[HANA System Replication] end-to-end Client Reconn...

nicholas_chang · ‎09-30-2015

I've seen many posts on how to setup Hana System Replication and its takeover, however, none or few of the post that covers client reconnect after sr_takeover.

In order to ensure the client is able to find seamlessly the active HDB node (doesn't matter primary or secondary), we can either use IP Redirection or DNS Redirection. In this blog, i'll emphasize on simple IP redirection as it is much easier, faster and less dependancies compare to DNS redirection.

For details info on IP and DNS redirection, please refer to the guide:

http://scn.sap.com/docs/DOC-63221

Introduction to High Availability for SAP HANA

How to Perform System Replication for SAP HANA

First of all, we need to identify a virtual hostname/ip, create them in your DNS. Below is the sample virtual hostname/ip and physical hostname/ip used:

Virtual IP/Hostname: [10.X.X.50 / hanatest]

Primary Physical IP/Hostname: 10.X.X.20 / primary1

Secondary Physical IP/Hostname: 10.X.X.21 / secondary2

In normal operation, [10.X.X.50 / hanatest] is bind to Primary Physical Host - primary1

SAP instances, HTTP, BO, SAP DS and etc are connect to HDB via [10.X.X.50 / hanatest]

During any unplanned outage/ Disaster, [10.X.X.50 / hanatest] will be unbind from primary host and bind to Secondary Physical Host.

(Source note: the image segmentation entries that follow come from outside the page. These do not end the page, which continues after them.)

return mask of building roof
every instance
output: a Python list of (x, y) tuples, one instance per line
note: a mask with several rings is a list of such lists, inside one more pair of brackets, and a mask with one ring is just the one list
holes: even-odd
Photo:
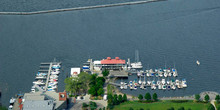
[(52, 100), (27, 100), (24, 101), (23, 110), (53, 110)]
[(119, 57), (115, 57), (115, 59), (107, 57), (107, 59), (101, 60), (101, 64), (125, 64), (125, 60), (122, 60)]

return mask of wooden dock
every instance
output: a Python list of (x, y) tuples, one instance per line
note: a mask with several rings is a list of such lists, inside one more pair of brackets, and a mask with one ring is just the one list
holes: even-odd
[(76, 8), (65, 8), (65, 9), (54, 9), (54, 10), (35, 11), (35, 12), (0, 12), (0, 15), (33, 15), (33, 14), (43, 14), (43, 13), (53, 13), (53, 12), (63, 12), (63, 11), (75, 11), (75, 10), (86, 10), (86, 9), (95, 9), (95, 8), (135, 5), (135, 4), (144, 4), (144, 3), (159, 2), (159, 1), (166, 1), (166, 0), (142, 0), (142, 1), (134, 1), (134, 2), (85, 6), (85, 7), (76, 7)]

And below are the steps on mapping virtual IP [10.X.X.50] to its MAC address in Linux:

1) Bind virtual ip (10.X.X.50) to Primary Physical Host

primary1:/etc/init.d # ifconfig eth0:0 10.X.X.50 netmask 255.255.255.0 broadcast 10.X.X.255 up

2) Check eth0 entry:

primary1:~ # ifconfig

eth0 Link encap:Ethernet HWaddr XX:XX:XX:XX:XX:C2

inet addr:10.XX.XX.21 Bcast:10.XX.XX.255 Mask:255.255.255.0

eth0:0 Link encap:Ethernet HWaddr XX:XX:XX:XX:XX:C2

inet addr:10.XX.XX.50 Bcast:10.XX.XX.255 Mask:255.255.255.0

UP BROADCAST RUNNING MULTICAST MTU:1500 Metric:1

3) Ping hanatest and it is resolvable.

PING hanatest (10.XX.XX.50) 56(84) bytes of data.

64 bytes from hanatest (10.XX.XX.50): icmp_seq=1 ttl=64 time=0.028 ms

64 bytes from hanatest (10.XX.XX.50): icmp_seq=2 ttl=64 time=0.038 ms

64 bytes from hanatest (10.XX.XX.50): icmp_seq=3 ttl=64 time=0.024 ms

4) For all HDBs' clients, connect using virtual hostname [hanatest]

a) SAP - hdbuserstore:

sidadm 52> hdbuserstore list

DATA FILE : /home/sidadm/.hdb/XX/SSFS_HDB.DAT

KEY DEFAULT

ENV : hanatest:30515

USER: SAPSID

Login to SAP, and you'll see DBHOST is pointed to primary1

In DBACOCKPIT -> DB CONNECTION -> Ensure virtual host is used:

b) HANA Studio:

Sevices are running on Physical Host primary1

c) ODBC - connect using virtula host

d) HTTP - xsengine

http://hanatest:8005/

http://hanatest:8005/sap/hana/xs/admin

------------------Unplanned outage *DISASTER*:--------------------------------------------

During Disaster. we will:

i) Ensure primary HDB is down and not accessibile to avoid any split-brain

ii) Unbind virtual ip [10.X.X.50] currently binding to Primary Physical Host. in ifconfig, eth0:0 should not visible after you execute below command.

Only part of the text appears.